Миновав магнолии и ряды колоннообразных пальм, я промчался мимо нашего места для пикников и достиг дальнего конца Святилища. Там, над могилами, я увидел фигуру человека, который, запрокинув голову далеко назад, грозил небу обоими кулаками, и узнал дядю. Дальше я двигался, стараясь ступать как можно тише; правда, дышал я все так же часто и шумно, но внезапно начавшийся ливень заглушил звук моего дыхания. Серая пелена дождя глушила даже крики, но при свете умирающего фонаря я все равно видел, как сотрясается дядино тело.
Я пошел еще медленнее, потом свернул в сторону и укрылся за кустами.
Дядя стоял над могилами и кричал – нет, ревел от боли, как ревет раненый зверь. Его лицо исказила гримаса страдания, оскаленные зубы и белки выпученных глаз тускло блестели в темноте. Время от времени дядя делал шаг то к могиле жены, то к могиле сына, то к могиле Томми, над которой он успел насыпать небольшой земляной холмик. Останавливаясь, он высоко вздымал сжатые кулаки и свирепо тряс головой. Рубаху он скинул, его джинсы промокли насквозь, но дядя не обращал на это никакого внимания. С его губ продолжали срываться какое-то неразборчивое рычание и обрывки слов – так, подумал я, в отчаянии рычит человек, который потерял все самое дорогое – жену, сына, Томми, Суту… У дяди не осталось ничего.
Молния сверкнула над нами, по небу раскатился гром. Я переступил с ноги на ногу и обнаружил, что стою в самой настоящей луже, погрузившись по щиколотки в дождевую воду и раскисшую землю. Дождевые капли больше не впитывались в лесную подстилку; вместо этого они собирались в ручейки и маленькие потоки, которые петляли между корнями, унося в Алтамаху сухие веточки, опавшие листья, наш пот и дядины слезы.

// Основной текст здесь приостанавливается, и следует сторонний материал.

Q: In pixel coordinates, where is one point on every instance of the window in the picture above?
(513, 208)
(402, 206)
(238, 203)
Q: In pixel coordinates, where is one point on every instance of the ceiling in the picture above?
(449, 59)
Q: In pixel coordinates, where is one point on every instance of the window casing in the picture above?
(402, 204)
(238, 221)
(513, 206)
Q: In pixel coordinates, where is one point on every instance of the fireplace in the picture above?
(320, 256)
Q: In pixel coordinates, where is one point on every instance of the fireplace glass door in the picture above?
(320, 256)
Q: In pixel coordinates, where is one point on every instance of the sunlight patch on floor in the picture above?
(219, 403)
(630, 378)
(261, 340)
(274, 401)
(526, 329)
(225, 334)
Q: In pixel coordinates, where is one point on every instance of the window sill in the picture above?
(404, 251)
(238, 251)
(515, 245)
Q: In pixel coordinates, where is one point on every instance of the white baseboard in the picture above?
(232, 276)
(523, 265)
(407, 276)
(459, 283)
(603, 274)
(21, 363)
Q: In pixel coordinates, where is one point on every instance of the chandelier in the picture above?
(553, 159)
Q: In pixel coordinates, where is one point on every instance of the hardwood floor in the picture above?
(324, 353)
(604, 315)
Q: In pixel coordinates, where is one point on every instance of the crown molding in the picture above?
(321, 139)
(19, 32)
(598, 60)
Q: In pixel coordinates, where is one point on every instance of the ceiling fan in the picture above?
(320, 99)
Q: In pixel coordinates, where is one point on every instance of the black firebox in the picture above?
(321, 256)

Ливень закончился так же внезапно, как и начался. Крупные капли все еще скатывались с ветвей и били меня по плечам, но тучи разошлись, и я снова ощутил пронизывающий холод. От земли поднялся туман и заклубился в кронах деревьев. Фонарь возле дядиных ног догорал, и в его мигающих красноватых отблесках дядя казался гигантской черной тенью, поднявшейся из могилы. Я был почти готов окликнуть его, когда он вдруг рухнул на колени, то ли истощив последние силы, то ли дойдя до того предела, когда ломается внутренний стержень и человека уже ничто не способно удержать на ногах.
Внезапно дядя начал заваливаться на спину, но я успел подхватить его, прежде чем он коснулся земли. Крепко обняв его обеими руками, я уложил его голову к себе на колени. Его глаза в упор смотрели на меня, но я сомневаюсь, что дядя меня видел. Его плечи, руки, шея и живот словно одеревенели и не гнулись; каждая жилочка, каждый мускул в его теле были напряжены до предела, но я знал, что скоро ему должно стать легче. Извержение Везувия закончилось, боль, которую дядя держал в себе всю жизнь, вышла вместе с отчаянными криками, которые так меня испугали; остались только физическое изнеможение и отупение, которые часто приходят на смену бурному эмоциональному всплеску.